Form recognizer is one of the cognitive services provided by Azure Platform. It helps you avoid building your own OCR/ICR and ML models from scratch to extract information out of form documents. It uses machine learning technology to identify and extract text, key/value pairs and table data from form documents. It ingests text from forms and outputs structured data that includes the relationships in the original file. Form Recognizer is comprised of custom models, the pre-built receipt model, and the layout API.
Form Recognizer custom models train using your own data. You can train custom models using both Unsupervised and Supervised Learning. That is to say, in supervised learning you just need to provide sample form documents and it will learn the structure of documents on it own, while in Supervised learning along with sample documents you also provide labels for the information. The models trained with labels perform better and also able to produce good results in complex scenarios.
For the purpose of supervised learning, form recognizer provides a sample labeling tool which is an application that provides a simple user interface, which you can use to manually label forms (documents). You can either run this tool using docker locally on a machine or can deploy it on an an Azure Container Instance.
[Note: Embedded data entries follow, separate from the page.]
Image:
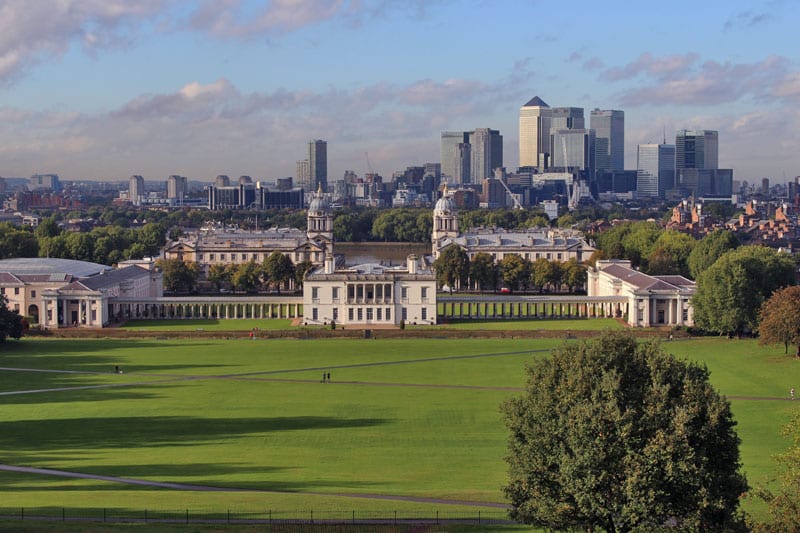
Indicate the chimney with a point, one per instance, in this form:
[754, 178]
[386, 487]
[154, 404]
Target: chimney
[412, 264]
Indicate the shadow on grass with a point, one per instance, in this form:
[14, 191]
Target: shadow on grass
[41, 436]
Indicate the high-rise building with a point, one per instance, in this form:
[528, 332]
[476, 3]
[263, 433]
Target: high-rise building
[697, 149]
[303, 174]
[455, 156]
[177, 187]
[577, 145]
[135, 189]
[318, 164]
[609, 127]
[534, 133]
[486, 147]
[655, 169]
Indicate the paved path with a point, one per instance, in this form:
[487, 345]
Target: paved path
[208, 488]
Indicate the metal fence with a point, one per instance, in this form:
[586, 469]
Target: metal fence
[336, 519]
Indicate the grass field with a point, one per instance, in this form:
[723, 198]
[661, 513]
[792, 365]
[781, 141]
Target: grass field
[401, 419]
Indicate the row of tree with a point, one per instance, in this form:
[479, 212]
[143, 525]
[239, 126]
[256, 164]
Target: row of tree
[276, 272]
[456, 270]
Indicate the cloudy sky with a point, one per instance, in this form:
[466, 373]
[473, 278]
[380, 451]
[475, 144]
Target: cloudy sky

In this post we are going to learn how to run sample labeling tool locally on Windows 8/8.1.
If you want to deploy Sample Label Tool on Azure Container Instance, read this post.
Step 1: Install Docker Toolbox
Docker Toolbox is an installer for setting up Docker environment on older Window Systems i.e Windows 7 and 8. If you have windows 10 in your system, please install Docker Desktop.
Your machine should have,
- 64 bit operating system
- Windows 7 or higher
- Virtualization enabled
1. To check whether your machine has virtualization enabled, visit this link. After you have made sure that your machine meet the requirements mentioned above, please visit Docker Toolbox github page and download the latest .exe file.
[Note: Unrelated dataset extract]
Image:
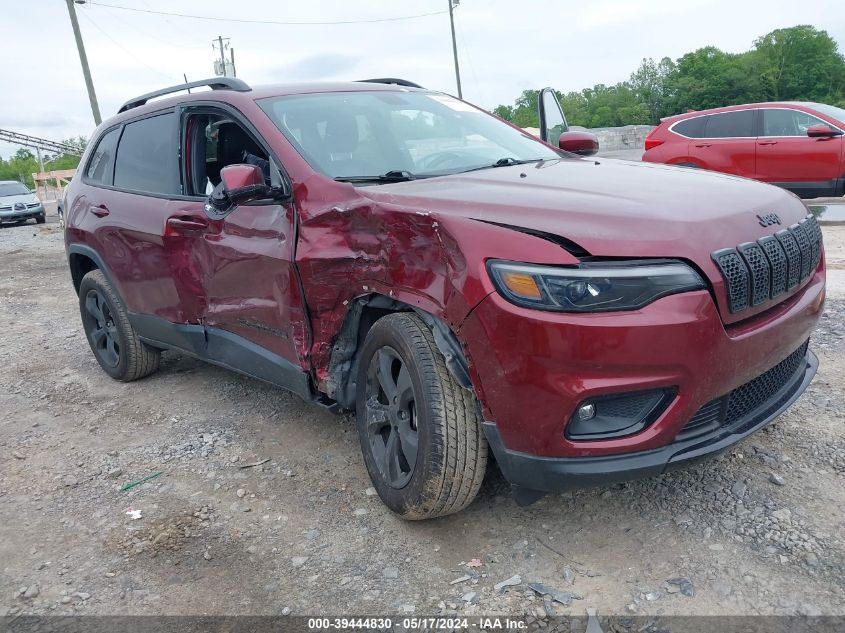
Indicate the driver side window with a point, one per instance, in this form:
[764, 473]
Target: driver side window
[213, 141]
2. Start the installation of docker toolbox by double clicking the downloaded installer.
3. Press Next, with either checkbox marked or unmarked as you like.
4. Click Next, with default location or choose a directory as per your wish.
5. Click Next, with all the defaults selected and then Install. The installer will takes a few minutes to install all the components.
After installation is finished, installer will add Docker Toolbox, VirtualBox, and Kitematic to your Applications folder. Here VirtualBox will provide the Virtualization which is natively provided by windows 10 but not by windows prior to that and Kitematic provides an intuitive graphical user interface (GUI) for running Docker container.
Step 2: Verify Installation
1. On your Desktop, find the Docker QuickStart Terminal icon.
2. Click the Docker QuickStart icon to launch a pre-configured Docker Toolbox terminal.
If the system displays a User Account Control prompt to allow VirtualBox to make changes to your computer. Choose Yes.
The terminal does several things to set up Docker Toolbox for you and will take few minutes. When it is done, the terminal displays the
To verify if everything has been set up correctly, type below given command and press Enter.
docker run hello-world
The command does some work for you, if everything runs well, the command’s output looks like shown below.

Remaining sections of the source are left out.